O Projeto tem o cuidado ao se referir às pessoas menores de 18 anos. Nesses casos, o consentimento informado será dado por meio de seus representantes legais ou, na hipótese de negação ou impossibilidade, por autorização judicial. Em ambos os casos, será imprescindível a presença da Defensoria Pública e o conhecimento da vontade da criança ou adolescente (BRASIL, 2013). O processo será guiado observando a capacidade progressiva e o interesse superior da criança ou adolescente. Além disso, todo o “processo transexualizador” será oferecido gratuitamente pelo SUS, o que incluem as intervenções cirúrgicas (neocolpovulvoplastia, neofaloplastia, implante de seis, cirurgias plásticas, depilações a laser, etc.), as terapias hormonais, as psicoterapias (não compulsórias), o uso de bloqueadores hormonais etc. (BRASIL, 2013)

Outro ponto de destaque é a possibilidade de retificação registral de sexo e a mudança do prenome e da imagem registradas na documentação pessoal, sempre que não coincidam com a sua identidade de gênero autopercebida. Pessoas menores de 18 anos precisarão, também, do consentimento dos seus representantes legais ou de autorização judicial. De acordo com o art. 7º, essas mudanças não alterarão a titularidade dos direitos e obrigações jurídicas dos/as transexuais, nem daqueles que provenham das relações próprias do direito de família em todas as suas ordens e graus, os quais se manterão inalterados, incluída a adoção (BRASIL, 2013).
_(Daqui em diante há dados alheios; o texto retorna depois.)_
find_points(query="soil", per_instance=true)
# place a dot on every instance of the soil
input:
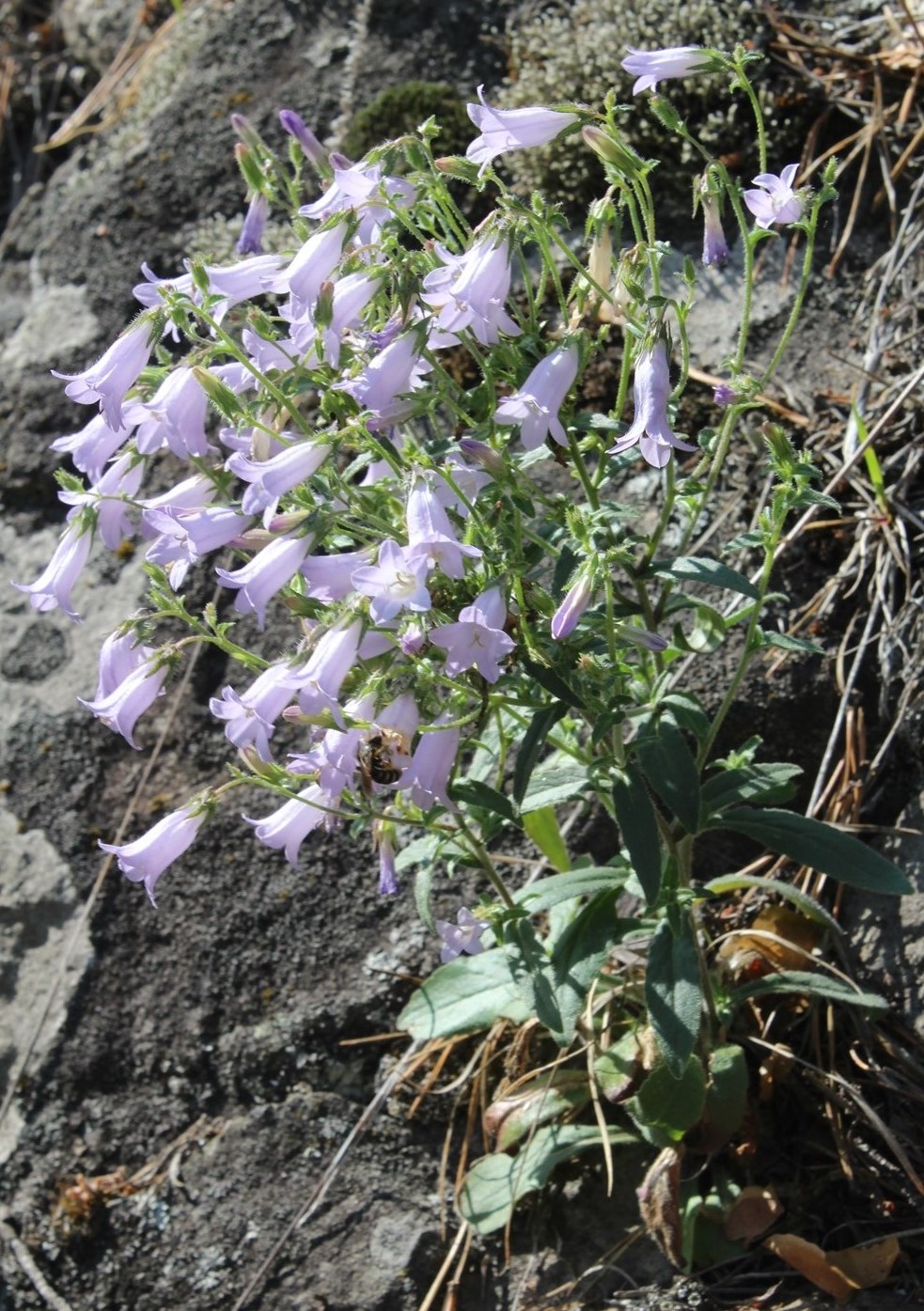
(205, 1065)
O PL 5002/2013 encara a transexualidade, em sua construção identitária, como uma experiência complexa e particular, não se baseando em critérios de diagnóstico do/da “verdadeiro/a transexual”. Em sentindo amplo, pode trazer alterações significantes no campo médico, jurídico e social. Em primeiro lugar, desconstruirá o discurso médico-científico em torno da patologização da transexualidade. Junto a isso, a imagem de incapacidade cederá espaço ao reconhecimento de sua autonomia existencial. A emancipação do/a transexual como sujeito de direitos refletirá no ambiente de trabalho, nos hospitais, das ruas, nas escolas etc, exigindo que as instituições rediscutam suas posturas diante das questões de identidade de gênero e sexualidade.

Os debates em torno da transexualidade requer uma (re)discussão médica e jurídica sobre o corpo no campo da bioética, para que se “possa estabelecer uma linguagem da saúde e

do direito, compatível com a noção contemporânea de autonomia sexual, e de deveres de proteção do Estado àqueles mais vulneráveis” (SILVA, 2007, p. 96). Essa (re)discussão leva à compreensão do corpo como uma construção identitária, que se dinamiza quando da complexidade que envolve as noções de sexo, gênero, orientação sexual, performatividade e imagem.

A medicina e as práticas médicas têm o compromisso ético e social de rever suas ações diante das atuais mudanças mundiais em torno da transexualidade. Afinal, de Herculine - até mesmo antes dela - à atualidade, a sociedade tem se mostrado dinâmica e requer o esforço médico para acompanhar essa dinamicidade. Os posicionamentos herméticos da medicina estão na contramão das novas construções identitárias, por isso, sua visão social precisa estar sempre atenta às novas conjunturas sociais. Jurar pela vida é, também, jurar pela qualidade de vida. E não há que falar em qualidade de vida sem a compreensão do sujeito em sua autonomia, capaz de dar significados próprios à sua existência.